Al Sutton, co-founder and CTO of Snapp Automotive, who was a Twitter employee software engineer from August 2020 to February 2021, noted in a tweet on Tuesday that Twitter never removed him from the employee GitHub group, The group can submit software changes to code the company for management on the development platform. Sutton has access to private repositories for 18 months after being fired from company Evidence posted Twitter uses GitHub not only for public, open source work, but also for internal projects. Within about three hours of posting about the access, Sutton report It has been withdrawn.
“I think Twitter’s statement about Mudge is pretty casual, so I thought a verifiable example might be useful to people,” he told WIRED. When asked if Zatko’s allegations were related to his own experience at Twitter, Sutton added: “I think the best way to say it is that I have no reason to doubt his claims.”

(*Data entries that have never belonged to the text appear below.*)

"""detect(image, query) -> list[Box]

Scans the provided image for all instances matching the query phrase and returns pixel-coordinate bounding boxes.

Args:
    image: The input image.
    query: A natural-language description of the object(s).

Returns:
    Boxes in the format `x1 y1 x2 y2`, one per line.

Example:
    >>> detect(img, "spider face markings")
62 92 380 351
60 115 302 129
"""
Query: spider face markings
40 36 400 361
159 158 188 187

Security engineers and researchers stress that while there are different approaches to security in production environments, conceptual problems arise if employees have broad access to user data and deployed code without extensive logging. Some organizations take a substantially restricted access approach, while others use a combination of broader access and continuous monitoring, but either option must be a conscious choice by the company to make significant investments. For example, after the Chinese government hacked Google in 2010, the company went all out with the former method.
“It’s actually not uncommon for companies to have relatively lax policies on allowing engineers to access production systems, but when they do, they document everything very, very strictly,” said Perry Metzger, managing partner at consulting firm Metzger. Things Done.” Mordswell Corporation. “Mudge has a great reputation, but we can say he is completely incompetent. The simple thing they do is provide the technical details of the logging system they use for engineers to access production systems. But what Mudge is portraying is a culture where people would rather Covering things up and reluctance to fix things, that’s what’s disturbing.”
The nonprofit legal group Zatko and Whistleblower Aid, which represents him, said they supported the document released on Tuesday. “Twitter has a huge impact on the lives of hundreds of millions of people around the world, and it has a fundamental obligation to its users and governments to provide a safe and reliable platform,” Libby Liu, CEO of Whistleblower Aid, said in a statement.
For now, though, the allegations have raised a serious set of concerns that seem unlikely to be quickly explained or fully resolved.